Skagway: Gateway to the Klondike

bike ride through the Tongass Rainforest

The first Gold Rush in the Pacific Northwest was in the Klondike River area in Canada’s Yukon Territory in the late 19th century. Travel over land was mountainous and difficult so many hopeful gold miners attempted the route by sea to Skagway and then through the Chilkoot Pass of the Coast Mountains into Canada. Approaching the pass directly through Skagway was steep and arduous. The path through nearby Dyea, 15 miles away, was longer but not as steep, and horses could help carry supplies if they didn’t fall to their deaths off the narrow trails. Considering a traveler was required by Canadian law to bring a year’s worth of provisions with him or her (1000 lbs. of food!) before being allowed to cross the border, many chose the horse-capable route. Others chose the shorter path through Skagway; they were in a hurry to stake gold claims before they were all taken.

the Chilkoot Pass trail head

Dyea and Skagway were in fierce competition for the business miners brought until the Alaska Railroad decided to lay their track through Skagway. Dyea became a ghost town almost overnight. Today the rainforest has reclaimed Dyea, and we took a bike ride through it.

Facade of a real estate company in Dyea. Behind the false front would be a tent which served as the “building.”


The cemetery where those who didn’t survive the Dyea route were buried. Seventy-some lives were lost in a Palm Sunday (1898) avalanche. Others were often shot for stealing supplies.

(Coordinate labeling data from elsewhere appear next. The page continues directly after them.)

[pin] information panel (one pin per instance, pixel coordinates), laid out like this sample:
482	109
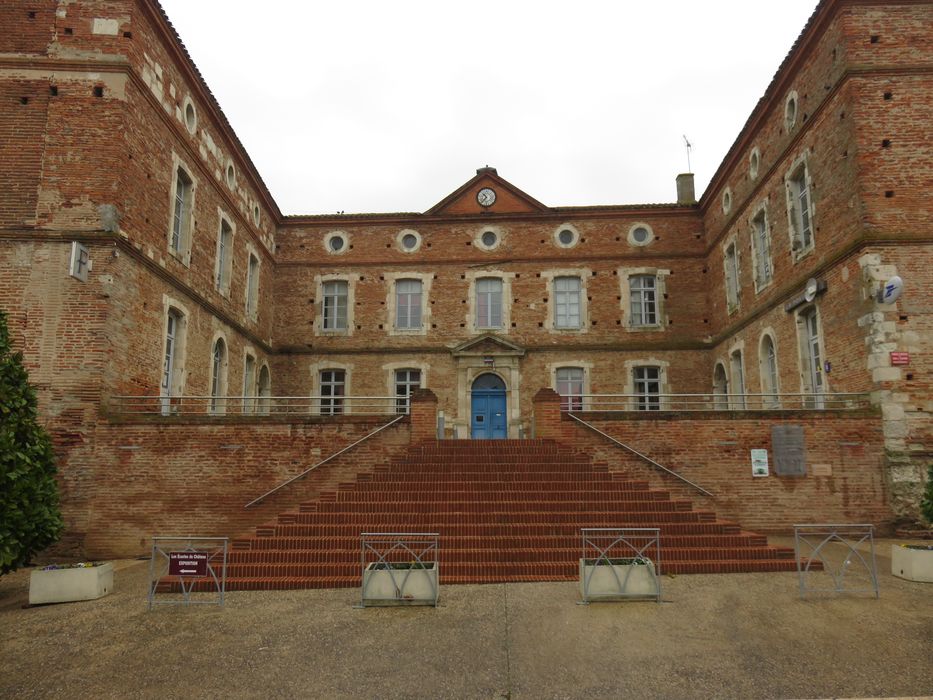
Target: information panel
790	454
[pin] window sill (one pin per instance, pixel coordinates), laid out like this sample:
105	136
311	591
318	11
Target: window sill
801	254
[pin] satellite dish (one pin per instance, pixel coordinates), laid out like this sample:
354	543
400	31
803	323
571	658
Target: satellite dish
809	292
891	291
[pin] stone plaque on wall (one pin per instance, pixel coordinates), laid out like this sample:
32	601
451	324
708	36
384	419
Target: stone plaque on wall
790	454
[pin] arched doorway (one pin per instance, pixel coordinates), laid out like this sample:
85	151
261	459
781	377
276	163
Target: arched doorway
488	417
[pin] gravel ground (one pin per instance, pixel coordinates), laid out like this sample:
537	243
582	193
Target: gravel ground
735	636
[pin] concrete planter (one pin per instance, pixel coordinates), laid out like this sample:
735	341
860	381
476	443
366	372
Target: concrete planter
403	584
912	562
617	579
66	585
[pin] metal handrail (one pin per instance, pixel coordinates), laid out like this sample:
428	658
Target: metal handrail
257	405
324	461
714	401
642	456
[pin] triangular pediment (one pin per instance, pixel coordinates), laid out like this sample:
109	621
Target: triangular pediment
487	345
465	200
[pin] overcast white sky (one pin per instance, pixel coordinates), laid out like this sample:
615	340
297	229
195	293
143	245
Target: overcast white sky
389	106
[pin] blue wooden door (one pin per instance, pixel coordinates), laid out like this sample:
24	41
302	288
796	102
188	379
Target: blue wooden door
488	409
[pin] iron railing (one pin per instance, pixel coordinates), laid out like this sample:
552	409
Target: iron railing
258	406
713	402
323	461
645	457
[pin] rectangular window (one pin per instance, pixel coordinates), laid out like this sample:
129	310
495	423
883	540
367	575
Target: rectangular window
335	305
80	261
732	277
567	302
333	384
408	304
799	194
223	264
252	286
647	388
570	388
762	245
643	299
406	380
181	212
489	303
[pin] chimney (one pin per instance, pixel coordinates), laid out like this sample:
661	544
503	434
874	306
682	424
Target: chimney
685	191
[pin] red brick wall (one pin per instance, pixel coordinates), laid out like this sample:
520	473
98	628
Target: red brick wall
713	451
196	476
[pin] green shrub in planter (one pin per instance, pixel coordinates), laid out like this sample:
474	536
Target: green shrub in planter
29	517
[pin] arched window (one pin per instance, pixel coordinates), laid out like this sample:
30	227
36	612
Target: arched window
218	376
265	391
720	387
738	379
767	369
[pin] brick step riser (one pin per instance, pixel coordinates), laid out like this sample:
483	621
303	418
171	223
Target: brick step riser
511	495
491	530
482	507
446	519
459	556
494	486
264	544
487	575
496	478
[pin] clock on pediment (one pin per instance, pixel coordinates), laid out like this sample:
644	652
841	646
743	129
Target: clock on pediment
486	197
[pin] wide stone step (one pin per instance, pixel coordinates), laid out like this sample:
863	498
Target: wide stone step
495	506
568	541
450	555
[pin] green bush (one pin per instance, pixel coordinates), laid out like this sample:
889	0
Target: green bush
29	516
926	503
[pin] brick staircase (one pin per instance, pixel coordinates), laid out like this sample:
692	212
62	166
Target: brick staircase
506	510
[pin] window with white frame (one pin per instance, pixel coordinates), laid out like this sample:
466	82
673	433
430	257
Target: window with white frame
761	245
569	384
406	381
333	389
80	261
173	327
218	376
408	295
647	383
181	212
335	305
489	302
567	302
252	286
643	300
224	261
731	263
800	210
767	369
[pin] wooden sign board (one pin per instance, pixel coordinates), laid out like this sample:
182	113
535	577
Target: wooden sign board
187	563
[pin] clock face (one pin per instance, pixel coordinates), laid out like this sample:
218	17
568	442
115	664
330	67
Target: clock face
486	197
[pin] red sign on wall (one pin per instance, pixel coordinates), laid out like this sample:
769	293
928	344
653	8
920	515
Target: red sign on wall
187	563
900	358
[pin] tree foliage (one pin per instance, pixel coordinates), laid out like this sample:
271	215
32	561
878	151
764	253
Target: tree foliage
29	515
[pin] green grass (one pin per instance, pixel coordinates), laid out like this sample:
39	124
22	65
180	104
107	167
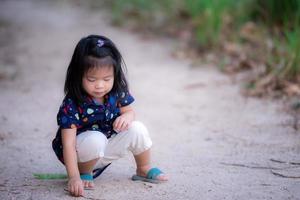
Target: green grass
215	21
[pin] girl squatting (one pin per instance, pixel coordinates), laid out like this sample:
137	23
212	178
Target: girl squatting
96	121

The salmon (pink or humpy) were running in the Taiya River.


The Taiya River flowing out to sea.

The town of Skagway was, in itself, a disappointment. Now, with a population of just over 1000, it exists to support the cruise-line industry, including many high-end jewelry stores owned by the cruise lines. We couldn’t even find a place to get lunch in this Disney-esque town, so we went back to the ship.